Hamlet’s madness, conveyed as a pseudo-mental illness, is manifest in his plans with which appear erratic and ill-conceived.  The panel mostly agreed that Hamlet was not mad, citing that he was very capable of rational thinking.  Most notabl(e)y (strumpet), they cited Act 2, scene 2 wherein Hamlet stated, “The play’s the thing wherein I’ll catch the conscience of the king”(II.ii.591-592). To point back to the Webster definition, it specifies that “madness” is also behavior that is “very foolish or dangerous.” People who are mad or mentally ill are capable of coming up with elaborate plots; in fact, most mass-shootings appear on the surface well-organized.  However, what makes the individual and his/her plot mad is the total lack of foresight over the outcome of the plot.  In this case, Hamlet was potentially exposing to Claudius that he was aware of his father’s demise.  This sets off a whole chain of events including Claudius’s attempt to send Hamlet off to England and the poisoning of the cup.  Similarly, “madmen” conduct mass-shootings but leave the evidence all over their hands, showing lack of concern over their potential criminal conviction. A similar lack of foresight becomes obvious when Hamlet has the opportunity to kill Claudius but resolves to find him “when he is drunk asleep, or in his rage, or in th’incestuous pleasure of his bed”(III.iii.89-91). Knowing full-well that his was his prime opportunity to murder Claudius with no one else around, Hamlet clearly shows that he is unable to fully execute the murder. Although foresight brings him to the conclusion that murdering Claudius while praying would send him to heaven, he neglects what he already knows which is that Claudius is an ill-intentioned individual. Perhaps the most frustrating part of the scene is when Claudius states, “My words fly up, my thoughts remain below: Words without thoughts never to heaven go”(III.iii.96-97).  Hamlet abandons his proper judgment regarding Claudius’s behavior.  Instead, he opts for”foolish” and “dangerous” behavior, allowing more time to pass and ultimately allowing his plot to fail.

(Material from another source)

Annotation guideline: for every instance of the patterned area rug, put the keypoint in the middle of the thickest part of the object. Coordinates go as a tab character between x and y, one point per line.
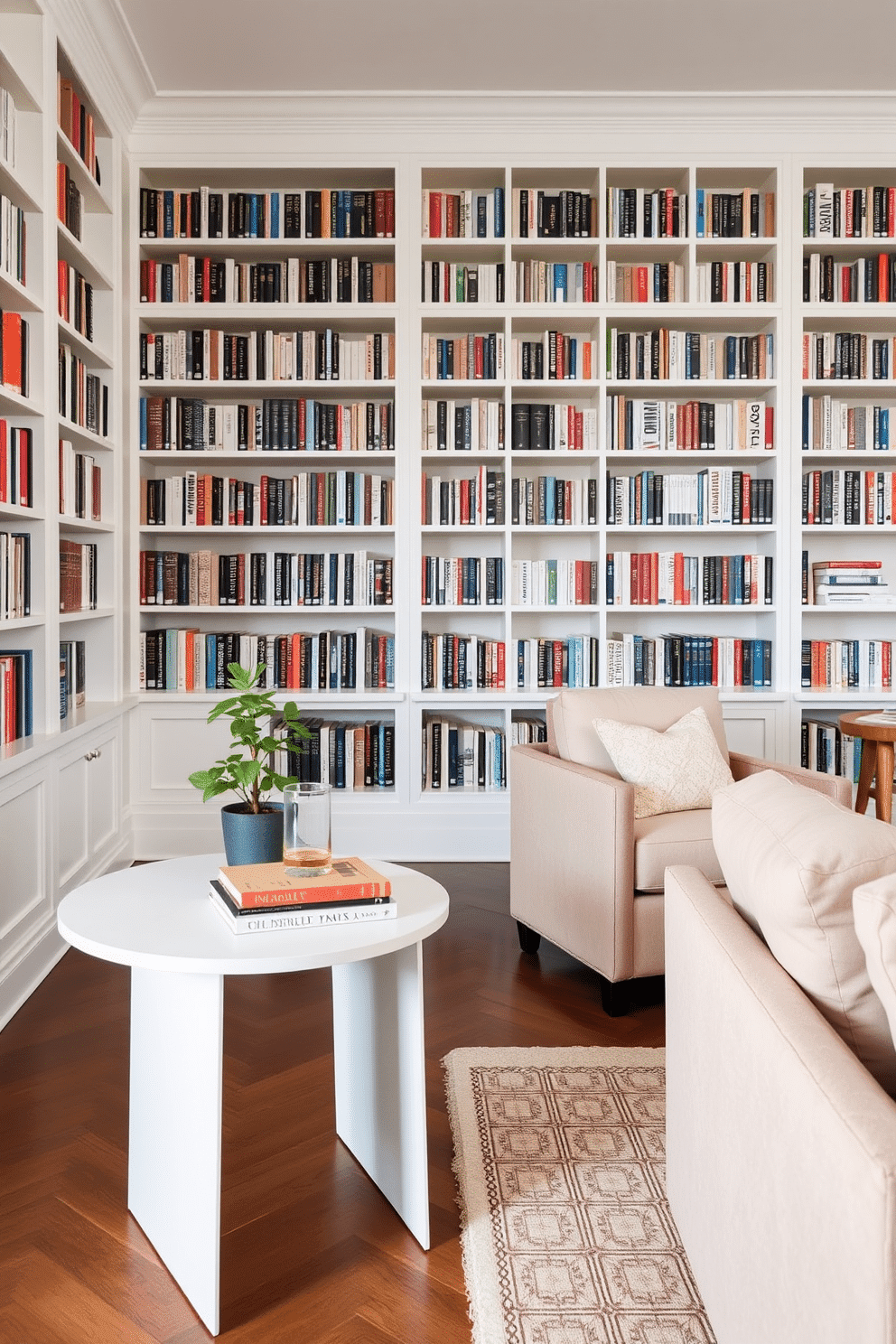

Hamlet’s interactions with others appear to indicate legitimate mental-illness, one that seems to go beyond an act. Although the initial encounter between Hamlet and Rosencrantz and Gildenstern appears the most normal in the play, there remains some elements of mental uncertainty.  Hamlet remarks that “Denmark is a prison” (II.ii.239). Here we see traces of depression from Hamlet, which would not be significant except that Hamlet has no incentive to pretend to be someone else around R & G.  In essence, Hamlet is in his truest forms around these friends, and thus gives insight into his deepest emotions.  Remarking that Denmark is a prison is a benign statement that reveals is lack of emotional-soundness that motivates him to act erratically. To contrast this initial interaction with R & G later, Hamlet makes vague statements regarding the whereabouts of Polonius; Hamlet responds to their inquiries with, “the body is with the Kind, but the King is not with the body. The King is a thing—“(IV.ii.25-27). Hamlet plays into the idea kingship–articulating that Polonius is with the kingdom but not the physical King.  This bizarre phrase conveys Hamlet’s erratic thought process and his inability to properly illustrate Polonius’ whereabouts.  Hamlet had the wrong approach from the beginning.  Despite his insistence that his behavior was an act, exposing to Claudius that he knew his father’s condition unfolded his entire plan.  Had he been truly mentally sound, the decision to “act crazy” might not have been made at all.